Minuit was the buyer, but the real question is who were the sellers. It was the Lenape people, or specifically the Canarsee band, but the idea of them “selling” it is misleading. For the Lenape, land was like the air or the ocean something you used, but couldn’t own permanently and couldn’t sell outright. They probably saw it as accepting gifts in exchange for the Dutch having temporary use of the land, probably for trading purposes. It’s a huge lesson in how cultural differences can completely alter what a “deal” even means.
You want the name of the Dutch guy? It was Peter Minuit. The Native Americans involved were a group of the Lenape. It was the equivalent of sixty guilders in trade goods, not the famous $24 in trinkets, which is a bit of an inflated myth. The goods were things like metal tools and cloth that were extremely valuable to the natives, so it wasn’t just junk, but it was a massive cultural mismatch on the nature of the transaction.
It was Peter Minuit from the Dutch West India Company.

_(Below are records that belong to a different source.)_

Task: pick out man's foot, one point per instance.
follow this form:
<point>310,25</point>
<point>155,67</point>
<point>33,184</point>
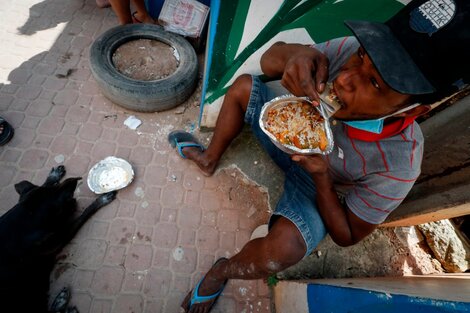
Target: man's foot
<point>103,3</point>
<point>203,297</point>
<point>188,147</point>
<point>6,132</point>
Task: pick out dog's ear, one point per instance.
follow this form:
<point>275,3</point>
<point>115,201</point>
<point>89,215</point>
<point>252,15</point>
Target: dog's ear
<point>24,187</point>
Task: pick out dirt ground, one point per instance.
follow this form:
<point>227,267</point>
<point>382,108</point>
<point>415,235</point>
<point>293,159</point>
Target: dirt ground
<point>145,59</point>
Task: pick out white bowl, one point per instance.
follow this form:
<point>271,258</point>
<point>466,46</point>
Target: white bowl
<point>110,174</point>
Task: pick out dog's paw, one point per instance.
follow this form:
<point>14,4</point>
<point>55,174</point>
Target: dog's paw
<point>61,300</point>
<point>106,198</point>
<point>55,175</point>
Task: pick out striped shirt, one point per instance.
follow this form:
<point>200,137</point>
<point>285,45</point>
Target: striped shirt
<point>373,177</point>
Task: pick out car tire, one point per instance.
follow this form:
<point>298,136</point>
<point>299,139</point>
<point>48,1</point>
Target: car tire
<point>138,95</point>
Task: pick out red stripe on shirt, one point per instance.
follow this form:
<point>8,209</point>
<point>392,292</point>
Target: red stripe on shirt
<point>380,195</point>
<point>414,145</point>
<point>362,157</point>
<point>383,155</point>
<point>341,46</point>
<point>397,178</point>
<point>370,206</point>
<point>344,167</point>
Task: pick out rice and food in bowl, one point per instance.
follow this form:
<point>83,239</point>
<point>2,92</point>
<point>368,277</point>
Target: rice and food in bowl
<point>296,126</point>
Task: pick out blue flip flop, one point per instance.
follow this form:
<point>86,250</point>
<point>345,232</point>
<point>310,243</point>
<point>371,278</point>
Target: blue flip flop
<point>7,132</point>
<point>196,298</point>
<point>180,139</point>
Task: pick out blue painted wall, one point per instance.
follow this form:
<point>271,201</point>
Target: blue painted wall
<point>332,299</point>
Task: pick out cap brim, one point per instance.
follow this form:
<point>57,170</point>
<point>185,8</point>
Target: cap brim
<point>391,60</point>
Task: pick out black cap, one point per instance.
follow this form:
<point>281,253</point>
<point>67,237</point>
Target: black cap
<point>424,48</point>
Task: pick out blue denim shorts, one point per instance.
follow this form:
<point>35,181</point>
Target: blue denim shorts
<point>298,201</point>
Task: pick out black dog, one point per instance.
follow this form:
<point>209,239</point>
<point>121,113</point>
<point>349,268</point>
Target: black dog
<point>32,233</point>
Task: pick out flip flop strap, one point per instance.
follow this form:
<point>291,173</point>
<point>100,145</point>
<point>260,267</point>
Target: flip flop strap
<point>181,145</point>
<point>202,299</point>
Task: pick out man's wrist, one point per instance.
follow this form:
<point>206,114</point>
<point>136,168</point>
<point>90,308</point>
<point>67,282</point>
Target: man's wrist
<point>322,178</point>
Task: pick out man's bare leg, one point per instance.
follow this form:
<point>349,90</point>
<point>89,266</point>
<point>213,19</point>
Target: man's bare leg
<point>282,247</point>
<point>229,124</point>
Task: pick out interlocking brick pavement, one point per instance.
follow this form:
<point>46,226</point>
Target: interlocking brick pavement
<point>144,251</point>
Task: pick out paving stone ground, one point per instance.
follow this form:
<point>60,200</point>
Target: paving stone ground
<point>144,251</point>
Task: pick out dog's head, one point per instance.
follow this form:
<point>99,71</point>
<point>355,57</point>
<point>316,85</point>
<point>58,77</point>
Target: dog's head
<point>47,204</point>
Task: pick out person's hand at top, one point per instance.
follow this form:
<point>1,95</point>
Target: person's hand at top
<point>303,70</point>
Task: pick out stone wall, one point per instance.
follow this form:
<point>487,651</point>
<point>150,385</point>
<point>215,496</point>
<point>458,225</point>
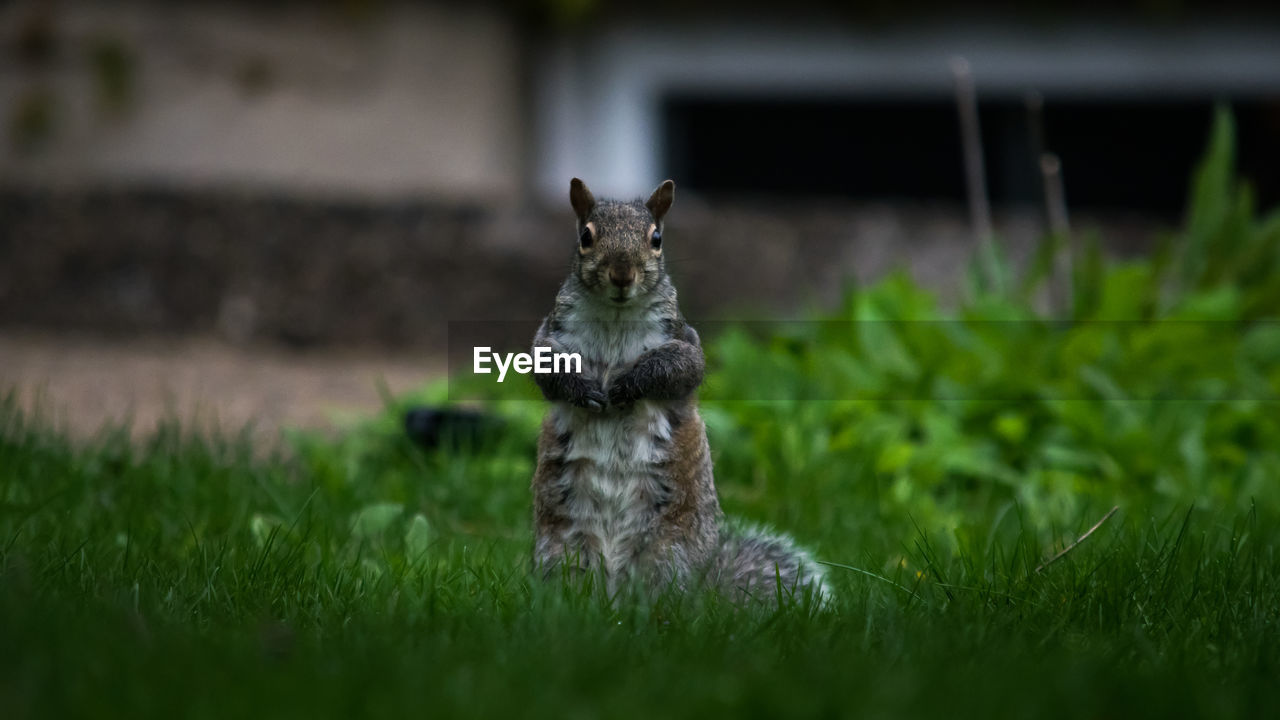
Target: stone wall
<point>310,272</point>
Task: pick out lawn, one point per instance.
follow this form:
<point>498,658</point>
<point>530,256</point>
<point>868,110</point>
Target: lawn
<point>938,459</point>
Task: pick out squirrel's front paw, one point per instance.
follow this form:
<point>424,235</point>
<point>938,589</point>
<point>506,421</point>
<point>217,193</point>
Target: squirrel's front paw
<point>592,397</point>
<point>624,392</point>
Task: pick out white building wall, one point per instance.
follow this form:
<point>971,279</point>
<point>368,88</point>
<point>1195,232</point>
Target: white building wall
<point>417,100</point>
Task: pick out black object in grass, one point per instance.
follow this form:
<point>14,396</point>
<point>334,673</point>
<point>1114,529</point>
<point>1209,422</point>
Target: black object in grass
<point>452,428</point>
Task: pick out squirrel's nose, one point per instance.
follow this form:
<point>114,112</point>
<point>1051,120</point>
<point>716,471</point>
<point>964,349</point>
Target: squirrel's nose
<point>622,277</point>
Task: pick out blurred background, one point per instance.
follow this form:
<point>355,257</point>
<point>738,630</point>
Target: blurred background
<point>263,208</point>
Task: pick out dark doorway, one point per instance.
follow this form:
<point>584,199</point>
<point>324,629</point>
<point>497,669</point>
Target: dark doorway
<point>1136,155</point>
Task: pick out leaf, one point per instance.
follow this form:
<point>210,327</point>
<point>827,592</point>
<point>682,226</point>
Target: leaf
<point>374,519</point>
<point>417,537</point>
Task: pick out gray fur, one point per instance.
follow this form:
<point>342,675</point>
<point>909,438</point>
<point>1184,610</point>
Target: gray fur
<point>624,483</point>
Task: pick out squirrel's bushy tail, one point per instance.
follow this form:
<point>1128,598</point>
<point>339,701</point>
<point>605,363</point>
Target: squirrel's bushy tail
<point>759,563</point>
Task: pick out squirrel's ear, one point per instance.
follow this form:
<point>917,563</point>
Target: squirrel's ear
<point>581,199</point>
<point>661,200</point>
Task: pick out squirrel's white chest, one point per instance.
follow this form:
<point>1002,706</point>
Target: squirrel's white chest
<point>608,343</point>
<point>615,484</point>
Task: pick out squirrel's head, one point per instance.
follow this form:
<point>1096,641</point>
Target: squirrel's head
<point>620,244</point>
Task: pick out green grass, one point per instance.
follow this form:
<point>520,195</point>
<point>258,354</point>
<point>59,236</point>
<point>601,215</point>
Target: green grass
<point>938,464</point>
<point>187,577</point>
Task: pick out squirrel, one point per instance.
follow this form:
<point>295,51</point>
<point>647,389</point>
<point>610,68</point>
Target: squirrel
<point>624,482</point>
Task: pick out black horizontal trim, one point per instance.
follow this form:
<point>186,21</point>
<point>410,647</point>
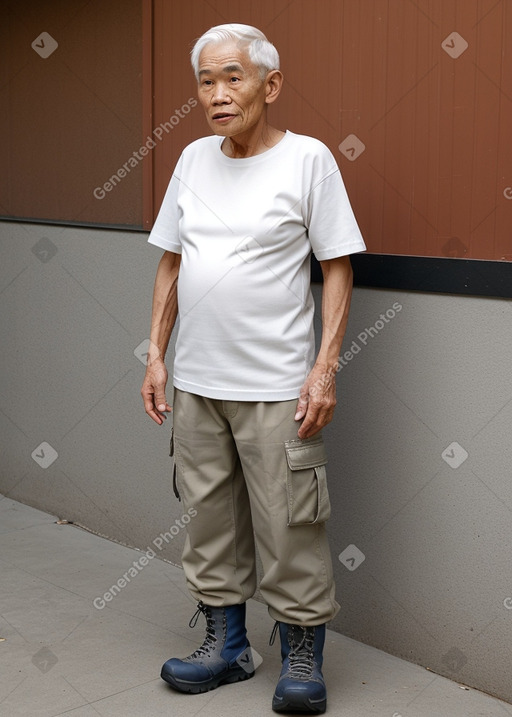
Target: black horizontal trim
<point>473,277</point>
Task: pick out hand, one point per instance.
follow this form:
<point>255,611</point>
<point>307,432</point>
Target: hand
<point>317,401</point>
<point>153,391</point>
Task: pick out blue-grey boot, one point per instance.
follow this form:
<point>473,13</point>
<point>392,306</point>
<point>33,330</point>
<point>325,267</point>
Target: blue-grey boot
<point>301,686</point>
<point>225,655</point>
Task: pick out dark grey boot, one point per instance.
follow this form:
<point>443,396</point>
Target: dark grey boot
<point>225,655</point>
<point>301,686</point>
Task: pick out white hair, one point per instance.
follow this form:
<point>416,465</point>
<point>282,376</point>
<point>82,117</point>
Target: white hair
<point>262,53</point>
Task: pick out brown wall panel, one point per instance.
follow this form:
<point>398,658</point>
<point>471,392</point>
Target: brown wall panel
<point>432,178</point>
<point>70,120</point>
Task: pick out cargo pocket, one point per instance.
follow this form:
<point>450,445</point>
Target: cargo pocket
<point>171,453</point>
<point>306,482</point>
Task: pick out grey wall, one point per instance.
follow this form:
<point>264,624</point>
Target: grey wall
<point>419,448</point>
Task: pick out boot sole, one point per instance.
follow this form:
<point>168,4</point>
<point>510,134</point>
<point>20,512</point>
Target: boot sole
<point>195,688</point>
<point>301,706</point>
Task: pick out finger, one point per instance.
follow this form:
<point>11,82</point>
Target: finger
<point>302,408</point>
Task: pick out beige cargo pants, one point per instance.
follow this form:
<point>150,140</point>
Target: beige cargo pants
<point>250,479</point>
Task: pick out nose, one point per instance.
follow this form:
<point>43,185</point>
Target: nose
<point>220,95</point>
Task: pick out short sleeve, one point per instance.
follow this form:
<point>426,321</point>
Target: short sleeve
<point>165,232</point>
<point>332,227</point>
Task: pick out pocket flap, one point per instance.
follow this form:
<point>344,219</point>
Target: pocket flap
<point>305,454</point>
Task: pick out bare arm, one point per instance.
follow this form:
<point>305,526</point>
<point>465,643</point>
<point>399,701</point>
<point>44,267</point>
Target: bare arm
<point>163,317</point>
<point>318,394</point>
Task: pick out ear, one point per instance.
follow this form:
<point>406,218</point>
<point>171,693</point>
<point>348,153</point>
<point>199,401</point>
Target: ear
<point>273,84</point>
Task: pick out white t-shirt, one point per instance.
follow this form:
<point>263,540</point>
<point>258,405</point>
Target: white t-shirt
<point>245,229</point>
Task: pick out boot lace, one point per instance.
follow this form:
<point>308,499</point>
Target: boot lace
<point>210,639</point>
<point>301,655</point>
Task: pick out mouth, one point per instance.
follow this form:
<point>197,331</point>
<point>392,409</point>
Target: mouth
<point>222,116</point>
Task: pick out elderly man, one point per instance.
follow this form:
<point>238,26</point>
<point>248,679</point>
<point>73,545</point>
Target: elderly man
<point>243,212</point>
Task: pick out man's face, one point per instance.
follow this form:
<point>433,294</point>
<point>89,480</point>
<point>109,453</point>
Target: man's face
<point>230,89</point>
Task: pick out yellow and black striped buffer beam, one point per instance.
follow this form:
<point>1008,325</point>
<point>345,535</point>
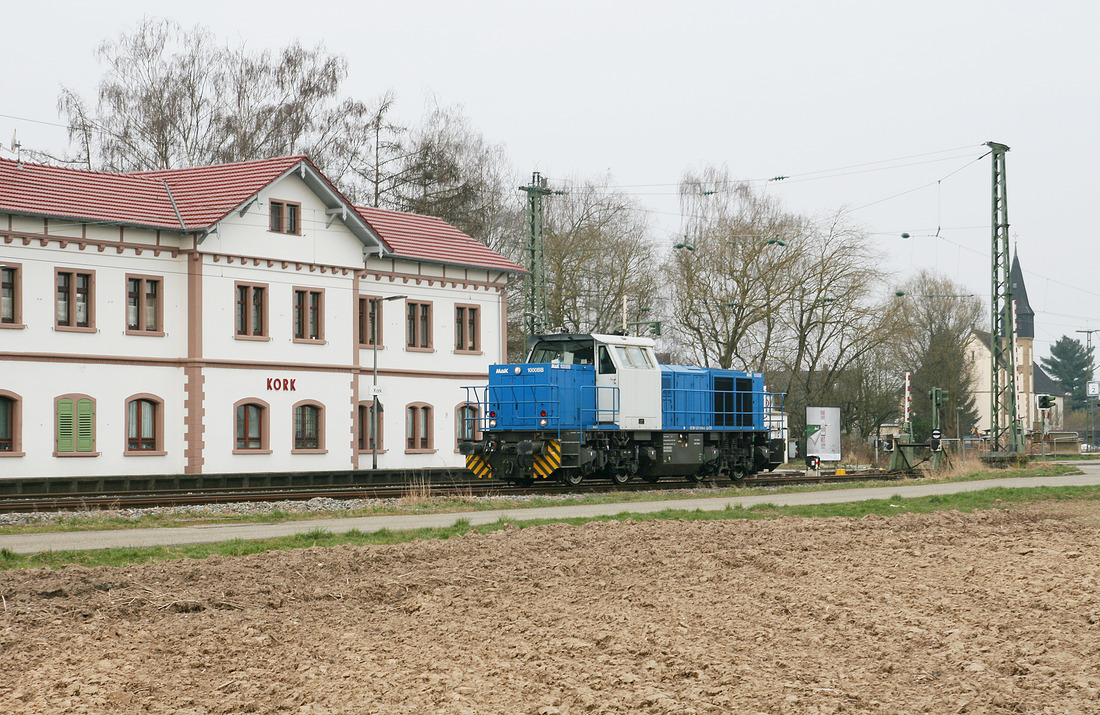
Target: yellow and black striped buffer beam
<point>549,461</point>
<point>477,464</point>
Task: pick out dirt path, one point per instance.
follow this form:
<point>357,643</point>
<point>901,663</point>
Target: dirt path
<point>987,613</point>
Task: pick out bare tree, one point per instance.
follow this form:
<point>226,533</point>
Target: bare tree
<point>732,271</point>
<point>938,318</point>
<point>173,98</point>
<point>453,173</point>
<point>598,252</point>
<point>837,315</point>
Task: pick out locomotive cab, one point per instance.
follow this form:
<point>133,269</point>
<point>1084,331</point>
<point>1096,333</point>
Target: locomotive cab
<point>627,385</point>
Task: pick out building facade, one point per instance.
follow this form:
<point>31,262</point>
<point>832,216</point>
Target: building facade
<point>233,319</point>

What’s often overlooked is the tribe he dealt with, the Canarsee, who didn’t actually live on the majority of Manhattan. They were essentially selling land they didn’t control, and the Dutch probably just dealt with the first group of Indians they encountered at the southern tip where they wanted to build Fort Amsterdam. It was a politically motivated purchase the Dutch needed some sort of legal documentation, however flimsy, to claim the land against other European powers like the English and French.
It’s attributed to Peter Minuit, the first Director-General, acquiring it from the Canarsee for the Dutch West India Company. The whole “sale” is really controversial because the people he negotiated with weren’t the main residents of the island and definitely didn’t share the Dutch concept of permanent, exclusive land ownership. It’s less a proper sale and more of a negotiated, heavily misunderstood land use agreement that the Dutch decided to treat as a permanent legal deed.
Minuit was the buyer, but the real question is who were the sellers. It was the Lenape people, or specifically the Canarsee band, but the idea of them “selling” it is misleading. For the Lenape, land was like the air or the ocean something you used, but couldn’t own permanently and couldn’t sell outright. They probably saw it as accepting gifts in exchange for the Dutch having temporary use of the land, probably for trading purposes. It’s a huge lesson in how cultural differences can completely alter what a “deal” even means.
You want the name of the Dutch guy? It was Peter Minuit. The Native Americans involved were a group of the Lenape. It was the equivalent of sixty guilders in trade goods, not the famous $24 in trinkets, which is a bit of an inflated myth. The goods were things like metal tools and cloth that were extremely valuable to the natives, so it wasn’t just junk, but it was a massive cultural mismatch on the nature of the transaction.